40% of the firm cost Angel1 $300K
40% × ValueOfFirm = $300K
ValueOfFirm = $300K / 40% = $750

We saw above that the post-money valuation of the firm rose from $750,000 to $2,000,000 and that the share price rose from $1.5 to $3.2. (The share price roughly doubled and the market cap roughly tripled. The market cap grew more than the share price because new shares were issued.)

Clearly the firm is doing well.

How about your personal paper wealth?

At both time periods, you had 300,000 shares, but because this is a private company and we can’t go to an exchange to find out how much the shares are worth, we have to use the value of the shares of the last transaction to estimate your value. Of course, the value of shares can go up or can go down in the space of a couple of seconds, and they can do so quite dramatically. Therefore, we refer to this only as paper wealth. If you had dollars, dollars don’t change value quite as rapidly, so it’s much safer to have dollars, but dollars don’t grow like these shares are growing, so you’d probably prefer to have these shares.

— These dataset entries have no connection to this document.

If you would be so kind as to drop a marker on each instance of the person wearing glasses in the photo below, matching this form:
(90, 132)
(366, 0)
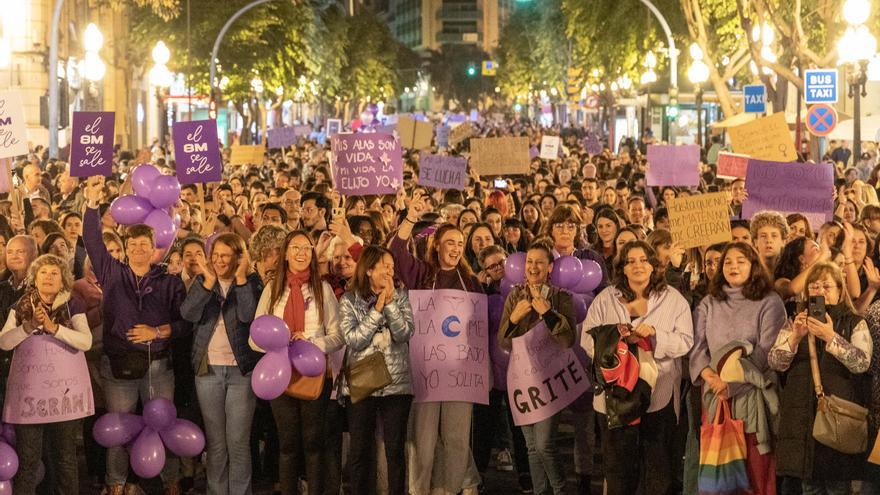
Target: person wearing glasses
(308, 306)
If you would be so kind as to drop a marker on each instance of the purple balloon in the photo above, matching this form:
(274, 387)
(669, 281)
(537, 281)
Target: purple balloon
(270, 333)
(515, 267)
(117, 429)
(8, 462)
(147, 454)
(130, 209)
(142, 179)
(307, 358)
(591, 277)
(164, 230)
(183, 438)
(166, 191)
(159, 413)
(566, 272)
(271, 375)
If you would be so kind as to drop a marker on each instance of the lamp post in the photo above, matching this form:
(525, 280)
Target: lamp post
(698, 73)
(857, 47)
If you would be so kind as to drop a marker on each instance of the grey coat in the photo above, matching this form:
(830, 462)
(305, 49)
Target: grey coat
(366, 331)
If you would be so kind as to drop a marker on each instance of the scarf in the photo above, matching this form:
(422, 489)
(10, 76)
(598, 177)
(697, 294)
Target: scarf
(295, 309)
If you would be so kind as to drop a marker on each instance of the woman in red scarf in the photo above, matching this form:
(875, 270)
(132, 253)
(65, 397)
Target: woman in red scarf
(309, 307)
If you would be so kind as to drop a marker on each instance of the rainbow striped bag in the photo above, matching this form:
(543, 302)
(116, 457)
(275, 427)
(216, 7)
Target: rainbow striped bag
(723, 455)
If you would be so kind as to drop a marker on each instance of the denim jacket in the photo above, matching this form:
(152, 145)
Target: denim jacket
(203, 307)
(366, 331)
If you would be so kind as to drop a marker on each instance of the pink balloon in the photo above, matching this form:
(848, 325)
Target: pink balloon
(147, 454)
(271, 375)
(183, 438)
(307, 358)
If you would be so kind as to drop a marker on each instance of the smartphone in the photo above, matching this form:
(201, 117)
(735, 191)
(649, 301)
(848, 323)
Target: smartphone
(816, 305)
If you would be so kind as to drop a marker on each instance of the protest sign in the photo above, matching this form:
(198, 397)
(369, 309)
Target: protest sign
(500, 156)
(732, 165)
(700, 220)
(13, 131)
(281, 137)
(542, 377)
(804, 188)
(91, 146)
(197, 151)
(247, 154)
(767, 138)
(549, 147)
(442, 172)
(48, 383)
(414, 134)
(449, 350)
(366, 163)
(670, 165)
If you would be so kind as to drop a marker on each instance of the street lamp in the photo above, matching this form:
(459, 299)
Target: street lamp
(698, 73)
(856, 47)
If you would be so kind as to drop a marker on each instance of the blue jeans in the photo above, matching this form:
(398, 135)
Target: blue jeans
(227, 404)
(545, 465)
(122, 396)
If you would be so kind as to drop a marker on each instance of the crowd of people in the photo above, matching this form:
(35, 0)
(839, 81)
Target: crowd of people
(276, 238)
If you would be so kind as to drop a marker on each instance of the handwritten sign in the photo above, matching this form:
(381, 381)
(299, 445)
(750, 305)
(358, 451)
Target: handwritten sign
(91, 147)
(48, 383)
(13, 131)
(449, 350)
(247, 154)
(500, 156)
(767, 138)
(732, 165)
(700, 220)
(549, 147)
(442, 172)
(670, 165)
(197, 152)
(790, 188)
(542, 378)
(366, 163)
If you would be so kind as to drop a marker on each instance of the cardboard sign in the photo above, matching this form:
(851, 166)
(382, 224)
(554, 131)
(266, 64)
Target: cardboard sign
(732, 165)
(500, 156)
(48, 383)
(670, 165)
(247, 154)
(281, 137)
(366, 163)
(442, 172)
(549, 147)
(767, 138)
(449, 350)
(197, 152)
(91, 146)
(804, 188)
(13, 131)
(700, 220)
(414, 134)
(542, 377)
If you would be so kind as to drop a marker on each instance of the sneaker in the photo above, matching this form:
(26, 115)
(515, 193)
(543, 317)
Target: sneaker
(504, 461)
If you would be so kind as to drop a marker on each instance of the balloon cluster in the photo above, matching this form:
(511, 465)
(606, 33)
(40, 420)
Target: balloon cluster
(147, 436)
(151, 204)
(272, 374)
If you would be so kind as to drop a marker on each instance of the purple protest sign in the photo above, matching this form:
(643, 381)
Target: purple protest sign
(442, 172)
(48, 383)
(790, 188)
(449, 350)
(670, 165)
(91, 147)
(366, 163)
(542, 377)
(197, 152)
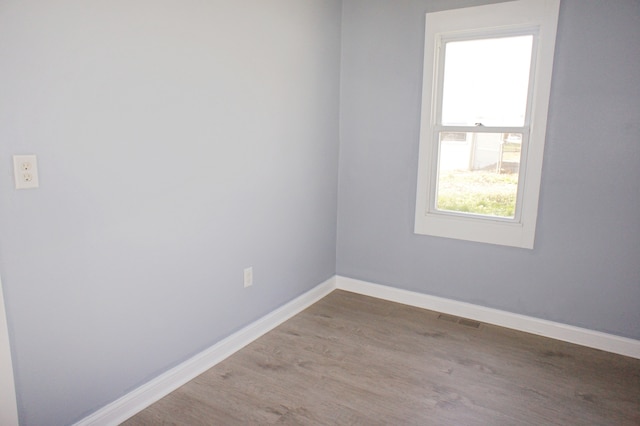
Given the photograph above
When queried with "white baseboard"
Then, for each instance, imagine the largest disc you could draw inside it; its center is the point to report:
(140, 398)
(554, 330)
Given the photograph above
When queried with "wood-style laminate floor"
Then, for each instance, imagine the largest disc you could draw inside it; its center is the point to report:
(356, 360)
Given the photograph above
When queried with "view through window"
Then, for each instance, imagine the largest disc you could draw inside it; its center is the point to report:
(485, 87)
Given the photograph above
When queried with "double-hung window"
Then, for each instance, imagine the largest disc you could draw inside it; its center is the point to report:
(487, 77)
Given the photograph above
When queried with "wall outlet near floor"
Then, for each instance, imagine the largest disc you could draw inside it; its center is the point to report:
(25, 171)
(248, 276)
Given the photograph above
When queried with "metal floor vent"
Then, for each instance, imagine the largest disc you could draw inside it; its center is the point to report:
(458, 320)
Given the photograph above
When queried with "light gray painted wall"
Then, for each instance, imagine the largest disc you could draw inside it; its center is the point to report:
(178, 142)
(585, 268)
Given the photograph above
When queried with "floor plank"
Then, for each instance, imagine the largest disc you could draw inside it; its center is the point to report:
(355, 360)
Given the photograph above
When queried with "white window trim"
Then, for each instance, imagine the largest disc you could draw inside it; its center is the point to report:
(513, 15)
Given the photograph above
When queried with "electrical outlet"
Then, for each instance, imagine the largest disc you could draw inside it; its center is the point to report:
(25, 171)
(248, 276)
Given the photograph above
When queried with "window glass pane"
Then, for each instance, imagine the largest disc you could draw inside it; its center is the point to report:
(478, 173)
(486, 81)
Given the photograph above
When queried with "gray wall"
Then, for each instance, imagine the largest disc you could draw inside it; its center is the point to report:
(178, 142)
(585, 268)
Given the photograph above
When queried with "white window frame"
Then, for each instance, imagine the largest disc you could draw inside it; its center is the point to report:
(510, 18)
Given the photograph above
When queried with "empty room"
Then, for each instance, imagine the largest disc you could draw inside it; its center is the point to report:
(376, 212)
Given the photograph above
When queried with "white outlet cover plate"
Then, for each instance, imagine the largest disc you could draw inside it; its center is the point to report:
(25, 171)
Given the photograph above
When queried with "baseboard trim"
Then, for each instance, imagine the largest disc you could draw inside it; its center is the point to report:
(554, 330)
(140, 398)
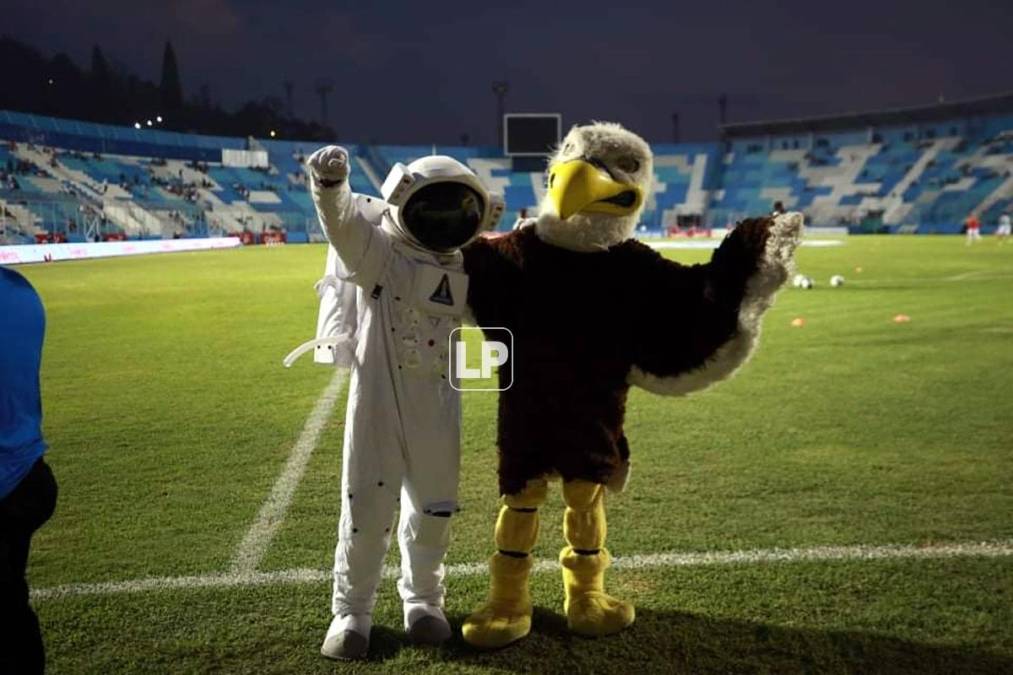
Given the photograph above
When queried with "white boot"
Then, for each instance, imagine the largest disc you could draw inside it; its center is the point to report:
(425, 624)
(347, 636)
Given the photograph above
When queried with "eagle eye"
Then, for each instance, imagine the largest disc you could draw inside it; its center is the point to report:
(628, 164)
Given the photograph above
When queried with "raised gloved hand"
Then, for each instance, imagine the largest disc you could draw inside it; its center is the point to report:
(329, 165)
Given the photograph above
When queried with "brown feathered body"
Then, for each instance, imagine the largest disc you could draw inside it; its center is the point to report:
(580, 322)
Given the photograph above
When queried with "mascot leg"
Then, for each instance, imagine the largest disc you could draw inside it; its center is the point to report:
(505, 616)
(590, 611)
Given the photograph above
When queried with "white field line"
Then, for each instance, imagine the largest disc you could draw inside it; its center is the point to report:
(254, 544)
(251, 579)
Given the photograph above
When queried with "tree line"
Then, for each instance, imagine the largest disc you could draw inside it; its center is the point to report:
(108, 92)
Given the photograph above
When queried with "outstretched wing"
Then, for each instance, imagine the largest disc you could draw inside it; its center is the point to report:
(698, 324)
(493, 269)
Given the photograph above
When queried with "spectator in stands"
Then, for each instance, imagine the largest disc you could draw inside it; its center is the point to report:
(27, 489)
(973, 228)
(1003, 231)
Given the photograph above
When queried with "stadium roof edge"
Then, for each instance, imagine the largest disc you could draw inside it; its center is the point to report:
(993, 104)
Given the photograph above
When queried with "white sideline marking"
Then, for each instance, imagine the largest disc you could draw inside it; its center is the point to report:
(708, 244)
(254, 544)
(249, 579)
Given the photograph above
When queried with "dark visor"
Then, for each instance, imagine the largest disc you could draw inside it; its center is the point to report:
(444, 216)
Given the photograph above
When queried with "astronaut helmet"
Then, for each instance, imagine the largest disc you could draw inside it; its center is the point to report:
(439, 204)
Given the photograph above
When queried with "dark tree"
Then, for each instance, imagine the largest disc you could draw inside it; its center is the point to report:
(170, 88)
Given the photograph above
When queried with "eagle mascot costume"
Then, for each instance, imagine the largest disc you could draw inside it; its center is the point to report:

Anyway, let’s look at your paper wealth between these two rounds of financing.

After the first round of financing, the value of your investment in this firm is:
300K × $1.5 = $450K

After the second round of financing, the value of your investment in this firm is:
300K × $3.2 = $960K

The value of your investment more than doubled from less than half a million to almost a million dollars. It didn’t triple because even though the market cap almost tripled, your shares were diluted, so you own a smaller amount of a more valuable company. Congratulations! The vast majority of early-stage companies like this tend to fail, but you’ve managed to be one of the lucky ones.